Adaptive Acceleration Without Strong Convexity Priors Or Restarts
Joao V. Cavalcanti, Laurent Lessard, Ashia C. Wilson
TL;DR
The paper tackles optimization with unknown strong convexity $m$ by introducing NAG-free, a restart-free extension of Nesterov's accelerated gradient that online-estimates $m$ while backtracking $L$ for robustness. The method yields a convex interpolation between GD and NAG, ensuring global convergence no worse than GD and, under local Hessian smoothness with an upper bound on $L$, accelerated convergence near the optimum.
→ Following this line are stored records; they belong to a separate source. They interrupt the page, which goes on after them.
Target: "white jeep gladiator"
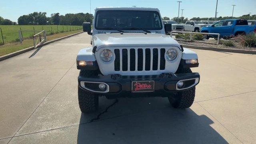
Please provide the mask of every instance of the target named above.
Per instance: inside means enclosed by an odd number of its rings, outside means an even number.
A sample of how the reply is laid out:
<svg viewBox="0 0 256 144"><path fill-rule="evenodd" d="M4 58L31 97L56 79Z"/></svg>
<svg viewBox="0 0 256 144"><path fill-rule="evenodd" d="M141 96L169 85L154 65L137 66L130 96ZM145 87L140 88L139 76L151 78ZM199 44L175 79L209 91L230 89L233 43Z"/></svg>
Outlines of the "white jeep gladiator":
<svg viewBox="0 0 256 144"><path fill-rule="evenodd" d="M92 35L91 47L81 49L76 60L79 104L82 112L96 110L99 96L168 97L176 108L190 107L198 73L196 53L183 48L166 33L156 8L102 8L91 24L83 24Z"/></svg>
<svg viewBox="0 0 256 144"><path fill-rule="evenodd" d="M204 24L200 21L195 20L187 21L185 24L184 30L199 32L201 28L206 26L208 26L208 25Z"/></svg>

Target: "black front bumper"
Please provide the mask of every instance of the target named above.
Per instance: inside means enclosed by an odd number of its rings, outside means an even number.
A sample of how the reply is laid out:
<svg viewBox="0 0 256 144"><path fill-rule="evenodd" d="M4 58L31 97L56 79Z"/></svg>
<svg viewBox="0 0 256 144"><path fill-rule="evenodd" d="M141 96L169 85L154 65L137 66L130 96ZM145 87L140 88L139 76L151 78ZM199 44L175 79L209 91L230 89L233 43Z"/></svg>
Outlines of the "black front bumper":
<svg viewBox="0 0 256 144"><path fill-rule="evenodd" d="M98 93L104 95L116 95L118 96L136 96L146 95L155 96L166 96L165 94L184 90L194 86L182 90L177 90L177 83L182 80L189 80L198 78L199 83L200 76L197 72L174 74L173 73L162 73L159 75L150 76L122 76L120 74L109 74L107 76L98 76L94 77L87 77L80 76L78 77L78 85L84 90ZM132 92L132 81L154 81L154 90L153 92ZM108 92L92 92L82 86L83 82L102 82L109 86ZM84 85L83 85L85 86Z"/></svg>

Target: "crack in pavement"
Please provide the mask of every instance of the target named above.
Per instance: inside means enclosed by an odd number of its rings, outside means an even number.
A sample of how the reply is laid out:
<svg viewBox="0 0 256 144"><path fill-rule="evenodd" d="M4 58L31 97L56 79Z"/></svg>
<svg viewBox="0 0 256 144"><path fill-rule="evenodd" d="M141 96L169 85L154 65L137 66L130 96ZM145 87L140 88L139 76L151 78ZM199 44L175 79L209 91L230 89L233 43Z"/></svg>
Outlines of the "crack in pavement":
<svg viewBox="0 0 256 144"><path fill-rule="evenodd" d="M111 104L110 106L108 106L106 109L103 112L101 112L99 114L98 114L98 115L97 116L97 117L95 118L94 118L92 119L91 120L90 120L90 122L93 122L93 121L94 121L94 120L98 120L100 119L100 116L102 115L102 114L103 114L104 113L105 113L107 112L108 112L108 110L112 106L114 106L115 104L116 104L116 103L118 103L118 100L117 99L117 98L116 99L116 100L115 101L115 102L112 104Z"/></svg>

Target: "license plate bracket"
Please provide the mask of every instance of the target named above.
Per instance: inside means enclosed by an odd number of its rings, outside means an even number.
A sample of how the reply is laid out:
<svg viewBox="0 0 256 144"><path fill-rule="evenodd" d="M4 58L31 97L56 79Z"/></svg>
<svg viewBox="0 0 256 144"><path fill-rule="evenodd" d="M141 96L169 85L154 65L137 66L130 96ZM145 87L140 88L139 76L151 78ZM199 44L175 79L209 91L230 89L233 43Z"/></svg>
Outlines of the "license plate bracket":
<svg viewBox="0 0 256 144"><path fill-rule="evenodd" d="M155 82L152 80L132 81L132 92L152 92L155 89Z"/></svg>

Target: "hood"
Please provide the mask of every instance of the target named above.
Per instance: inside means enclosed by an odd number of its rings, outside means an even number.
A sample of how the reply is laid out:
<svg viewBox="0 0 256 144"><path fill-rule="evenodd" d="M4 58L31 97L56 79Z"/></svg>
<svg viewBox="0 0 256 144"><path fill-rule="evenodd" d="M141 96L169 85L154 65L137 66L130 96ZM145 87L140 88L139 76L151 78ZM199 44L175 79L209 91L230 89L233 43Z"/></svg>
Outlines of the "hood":
<svg viewBox="0 0 256 144"><path fill-rule="evenodd" d="M92 37L93 45L97 49L102 46L174 46L179 47L173 38L164 34L144 33L120 33L95 34Z"/></svg>

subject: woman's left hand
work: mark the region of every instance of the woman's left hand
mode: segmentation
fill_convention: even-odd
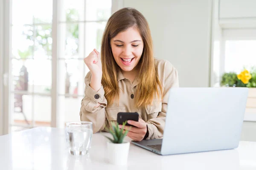
[[[140,119],[139,122],[128,120],[127,123],[135,126],[125,126],[124,129],[129,130],[127,136],[135,141],[141,141],[147,133],[147,125],[145,121]],[[120,125],[119,128],[121,129],[122,126]]]

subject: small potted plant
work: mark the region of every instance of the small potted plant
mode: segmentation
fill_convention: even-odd
[[[127,163],[130,142],[124,141],[125,137],[129,131],[124,130],[127,121],[123,123],[122,129],[120,129],[118,124],[111,122],[112,128],[109,129],[113,139],[105,136],[110,141],[107,143],[108,156],[109,163],[119,165],[125,165]]]

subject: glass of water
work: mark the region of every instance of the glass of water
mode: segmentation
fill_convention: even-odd
[[[78,156],[87,154],[90,148],[93,123],[77,122],[66,123],[66,139],[70,153]]]

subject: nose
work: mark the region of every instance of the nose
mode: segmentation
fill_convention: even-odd
[[[131,47],[129,47],[129,45],[126,46],[123,48],[123,55],[127,57],[131,55],[132,54],[132,50]]]

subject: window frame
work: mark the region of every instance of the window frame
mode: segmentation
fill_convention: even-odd
[[[51,127],[59,128],[60,125],[60,115],[58,113],[58,98],[59,94],[58,92],[58,56],[59,48],[58,41],[60,35],[58,34],[59,26],[61,23],[58,17],[60,14],[60,5],[61,1],[52,0],[52,93],[50,96],[51,104]],[[123,7],[123,0],[112,0],[111,14]],[[12,57],[12,27],[10,24],[12,23],[12,0],[0,0],[0,78],[4,79],[3,82],[0,82],[0,135],[8,134],[11,132],[11,95],[10,85],[12,84],[10,75],[11,71],[10,65]],[[97,21],[99,22],[99,21]],[[104,21],[106,21],[104,20]],[[91,21],[90,21],[91,22]],[[3,43],[4,42],[4,43]],[[4,50],[2,50],[2,49]],[[4,57],[4,56],[7,57]],[[3,67],[2,65],[4,65]],[[16,93],[16,91],[15,92]],[[22,93],[22,92],[21,92]],[[28,92],[28,94],[29,93]],[[34,93],[36,94],[35,93]],[[40,95],[42,94],[40,94]],[[10,114],[9,114],[10,113]],[[33,114],[35,113],[33,113]],[[78,113],[79,114],[79,113]],[[12,125],[16,126],[16,125]],[[18,126],[19,126],[17,125]],[[26,125],[20,125],[23,127],[27,127]]]

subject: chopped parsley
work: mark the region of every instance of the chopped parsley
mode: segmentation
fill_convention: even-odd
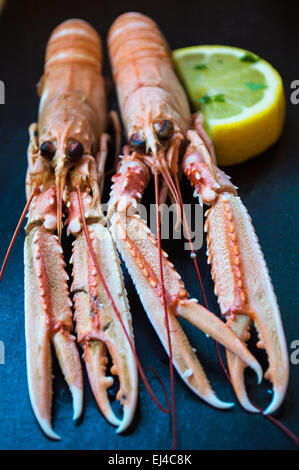
[[[257,55],[251,54],[250,52],[247,52],[246,54],[242,55],[242,57],[240,57],[240,60],[242,62],[251,62],[254,64],[255,62],[259,61],[259,57]]]
[[[206,64],[195,65],[195,70],[207,70],[208,66]]]
[[[247,82],[245,85],[248,86],[251,91],[264,90],[264,88],[267,88],[267,85],[263,85],[262,83]]]
[[[203,95],[198,102],[203,104],[215,103],[215,102],[224,102],[225,96],[223,93],[219,93],[218,95]]]

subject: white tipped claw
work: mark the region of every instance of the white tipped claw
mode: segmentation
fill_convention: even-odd
[[[128,429],[128,427],[130,426],[134,418],[135,408],[136,408],[135,403],[130,403],[129,406],[124,407],[124,414],[123,414],[122,421],[120,422],[120,425],[118,426],[116,430],[117,434],[121,434],[122,432]]]
[[[207,402],[215,408],[219,408],[222,410],[229,410],[230,408],[233,408],[235,406],[233,402],[222,401],[217,398],[216,395],[212,395],[209,399],[207,399]]]

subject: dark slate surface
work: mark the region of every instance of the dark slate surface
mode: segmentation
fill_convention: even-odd
[[[194,44],[229,44],[254,51],[282,74],[287,97],[287,121],[280,141],[259,158],[229,173],[240,187],[258,233],[272,275],[284,320],[287,343],[299,339],[296,280],[296,207],[298,197],[298,113],[290,103],[290,83],[298,77],[298,26],[287,2],[163,2],[152,0],[94,2],[8,1],[0,18],[0,79],[6,85],[6,104],[0,106],[1,125],[1,243],[3,258],[22,211],[26,171],[27,127],[36,119],[35,85],[42,73],[45,45],[52,29],[62,20],[80,17],[90,21],[106,37],[109,25],[122,12],[138,10],[160,24],[172,48]],[[106,61],[107,64],[107,61]],[[108,66],[106,65],[107,73]],[[115,104],[115,103],[114,103]],[[113,106],[113,99],[111,105]],[[109,184],[109,182],[107,182]],[[185,201],[192,191],[183,184]],[[106,192],[107,194],[107,192]],[[149,199],[148,199],[149,201]],[[98,411],[85,380],[85,409],[79,425],[71,420],[71,400],[57,365],[54,366],[54,427],[61,442],[47,440],[39,430],[28,399],[24,344],[23,232],[19,235],[0,289],[0,340],[5,344],[5,365],[0,365],[1,449],[165,449],[171,446],[171,429],[140,385],[140,400],[132,429],[117,436]],[[183,242],[168,242],[167,249],[183,275],[192,296],[200,293],[194,270],[183,251]],[[218,312],[213,295],[205,248],[199,254],[209,304]],[[130,279],[126,285],[132,306],[136,347],[144,365],[155,367],[168,381],[168,363],[151,328]],[[217,362],[213,342],[186,326],[208,376],[223,399],[234,395]],[[290,350],[291,352],[291,350]],[[260,360],[265,358],[259,353]],[[290,385],[277,417],[299,432],[299,365],[291,365]],[[156,379],[149,374],[152,386]],[[270,400],[269,384],[257,391],[248,374],[250,395],[261,406]],[[293,449],[292,442],[261,416],[245,413],[238,404],[220,412],[197,399],[179,380],[177,393],[179,447],[182,449]],[[158,392],[157,392],[158,393]]]

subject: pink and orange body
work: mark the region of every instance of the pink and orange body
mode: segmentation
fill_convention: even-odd
[[[195,393],[212,405],[229,406],[214,394],[178,316],[227,348],[236,394],[246,409],[257,411],[249,405],[243,374],[243,369],[250,365],[261,378],[259,364],[242,342],[248,339],[248,327],[253,320],[261,337],[259,344],[269,356],[268,378],[273,382],[274,399],[268,412],[272,412],[286,391],[288,358],[277,302],[247,211],[230,178],[216,165],[202,117],[191,116],[169,48],[157,25],[142,14],[124,14],[110,29],[108,47],[129,143],[113,180],[109,217],[116,244],[144,308],[169,353],[164,322],[164,310],[168,311],[173,363]],[[195,187],[195,195],[201,203],[211,206],[206,222],[209,262],[227,325],[197,300],[188,298],[179,274],[166,253],[159,254],[157,241],[145,222],[129,212],[131,206],[140,202],[151,173],[156,182],[162,176],[162,189],[159,193],[156,188],[156,195],[161,194],[163,200],[169,192],[182,209],[178,184],[182,152],[185,152],[182,168]],[[184,213],[182,220],[186,224]],[[136,236],[142,232],[146,235]],[[192,256],[195,258],[193,251]],[[163,267],[164,279],[159,266]]]

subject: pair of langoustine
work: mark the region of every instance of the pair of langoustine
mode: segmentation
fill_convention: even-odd
[[[174,428],[172,364],[188,387],[207,403],[218,408],[232,406],[214,393],[178,317],[226,348],[232,384],[248,411],[257,409],[247,397],[244,368],[251,367],[258,380],[262,379],[262,369],[244,343],[254,321],[259,346],[269,357],[267,378],[273,383],[274,396],[266,412],[273,412],[286,392],[287,348],[271,280],[248,213],[230,178],[216,165],[201,115],[191,116],[168,46],[156,24],[139,13],[124,14],[110,29],[108,47],[128,138],[125,155],[113,177],[107,215],[110,227],[100,199],[107,153],[102,52],[97,33],[87,23],[70,20],[52,33],[39,87],[39,120],[30,127],[25,311],[28,381],[35,415],[45,433],[57,437],[51,427],[51,343],[73,394],[75,418],[82,409],[81,364],[71,334],[72,302],[60,242],[63,212],[67,215],[67,232],[75,237],[70,290],[77,343],[84,350],[97,403],[119,432],[129,426],[134,415],[137,369],[157,399],[134,349],[115,246],[170,355]],[[185,155],[180,162],[182,149]],[[131,210],[141,201],[153,174],[157,207],[169,194],[178,205],[188,233],[178,182],[179,164],[200,202],[211,206],[206,221],[208,255],[227,324],[207,305],[189,299],[179,274],[161,248],[158,209],[157,239]],[[199,275],[196,254],[189,242]],[[119,377],[117,397],[124,406],[122,420],[114,414],[107,395],[113,378],[107,375],[106,349],[113,361],[110,374]]]

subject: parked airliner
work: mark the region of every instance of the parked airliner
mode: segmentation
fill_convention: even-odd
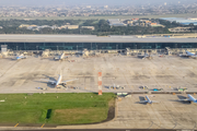
[[[58,57],[55,57],[54,59],[55,59],[55,60],[63,60],[63,59],[65,59],[65,52],[61,53],[61,55],[58,56]]]
[[[185,55],[179,55],[179,57],[190,57],[190,58],[197,58],[196,53],[193,53],[193,52],[189,52],[189,51],[186,51]]]
[[[22,55],[20,55],[20,56],[16,56],[15,59],[16,59],[16,60],[26,59],[26,57],[22,53]]]
[[[48,81],[49,83],[51,83],[53,85],[56,85],[56,87],[58,87],[60,85],[67,85],[67,82],[71,82],[71,81],[76,81],[76,80],[78,80],[78,79],[62,81],[62,75],[60,74],[57,81],[51,81],[51,80],[42,80],[42,81]]]
[[[188,98],[178,99],[178,100],[181,100],[181,102],[189,102],[189,103],[195,103],[195,104],[197,104],[197,99],[194,98],[192,95],[188,94],[187,97],[188,97]]]
[[[146,99],[147,100],[140,100],[139,103],[140,104],[153,104],[153,103],[158,103],[158,102],[151,100],[148,96],[146,96]]]

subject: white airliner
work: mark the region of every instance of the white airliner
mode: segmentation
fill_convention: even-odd
[[[15,59],[16,59],[16,60],[26,59],[26,57],[22,53],[22,55],[20,55],[20,56],[16,56]]]
[[[151,100],[148,96],[146,96],[147,100],[141,100],[139,102],[140,104],[153,104],[153,103],[158,103],[158,102],[154,102],[154,100]]]
[[[192,95],[188,94],[187,97],[188,97],[188,98],[178,99],[178,100],[181,100],[181,102],[189,102],[189,103],[195,103],[195,104],[197,104],[197,99],[194,98]]]
[[[58,87],[59,85],[67,85],[67,82],[71,82],[71,81],[76,81],[76,80],[79,80],[79,79],[62,81],[62,75],[60,74],[57,81],[51,81],[51,80],[42,80],[42,81],[48,81],[53,85],[56,85],[56,87]]]
[[[197,58],[197,56],[193,52],[186,51],[185,55],[179,55],[179,57],[190,57],[190,58]]]
[[[58,57],[55,57],[54,59],[55,59],[55,60],[63,60],[63,59],[65,59],[65,52],[61,53],[61,55],[58,56]]]

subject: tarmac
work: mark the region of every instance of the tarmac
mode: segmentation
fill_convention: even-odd
[[[53,57],[28,57],[24,60],[0,59],[0,93],[89,93],[97,92],[97,73],[103,74],[103,92],[127,93],[163,88],[177,91],[187,87],[197,91],[197,60],[177,56],[154,57],[152,60],[134,56],[101,55],[100,57],[69,57],[76,62],[54,61]],[[63,80],[78,78],[68,83],[67,90],[55,88],[42,79]],[[125,90],[113,90],[113,85]],[[47,90],[38,90],[43,87]],[[73,87],[78,87],[74,90]],[[197,130],[197,105],[181,103],[177,99],[186,94],[148,94],[158,104],[139,104],[146,94],[131,94],[117,100],[116,117],[112,121],[85,126],[58,126],[56,129],[189,129]],[[197,96],[194,94],[194,97]]]
[[[153,60],[131,56],[103,55],[101,57],[69,57],[72,62],[55,61],[54,57],[27,57],[12,60],[14,57],[0,59],[0,93],[84,93],[97,92],[97,73],[102,72],[103,92],[144,92],[140,86],[177,91],[187,87],[197,91],[197,60],[176,56],[154,57]],[[76,62],[73,61],[76,60]],[[67,88],[57,90],[43,80],[57,80],[62,73],[62,81],[70,82]],[[125,90],[109,88],[123,86]],[[38,87],[47,90],[38,90]],[[76,90],[74,87],[78,87]],[[146,91],[147,92],[147,91]]]

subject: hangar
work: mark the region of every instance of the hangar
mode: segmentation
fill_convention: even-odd
[[[11,50],[114,50],[197,48],[196,38],[171,38],[94,35],[0,35],[0,45]]]

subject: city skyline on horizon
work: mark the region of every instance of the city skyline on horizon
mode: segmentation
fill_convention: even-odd
[[[178,4],[178,3],[193,3],[196,0],[100,0],[100,1],[92,1],[92,0],[0,0],[1,5],[144,5],[144,4]]]

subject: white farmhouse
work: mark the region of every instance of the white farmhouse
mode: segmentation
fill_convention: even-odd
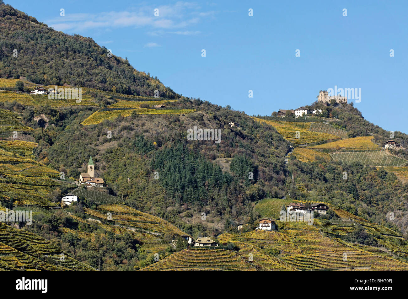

Theoretical results are supported by Lyapunov-function analyses and two-regime behavior (global and local), with empirical demonstrations on logistic regression, log-sum-exp, and SVM problems showing competitive performance against restart-based approaches and natural adaptation to favorable curvature. Overall, NAG-free provides a practical, parameter-free pathway to achieve near-optimal first-order convergence without restarts, while maintaining stability under varying curvature conditions.
Abstract
A longstanding challenge in optimization is achieving optimal performance when the strong convexity parameter m is unknown. In this paper, we propose NAG-free, a simple extension of Nesterov's accelerated gradient (NAG) which is the first method capable of estimating m directly, without priors or restarts. Our estimator is inexpensive: it requires no additional function or gradient evaluations, only the storage of one extra iterate and gradient already computed by NAG. We prove that, by estimating the smoothness parameter L via backtracking, NAG-free converges globally at least as fast as gradient descent. We also prove that, given an upper bound on L, NAG-free achieves accelerated convergence locally near the minimum under local smoothness of the Hessian and some mild additional assumptions. Finally, we present experiments with smooth and nonsmooth Hessians on both synthetic and real-world data which demonstrate that NAG-free is competitive with restart methods, and naturally adapts to favorable local curvature conditions.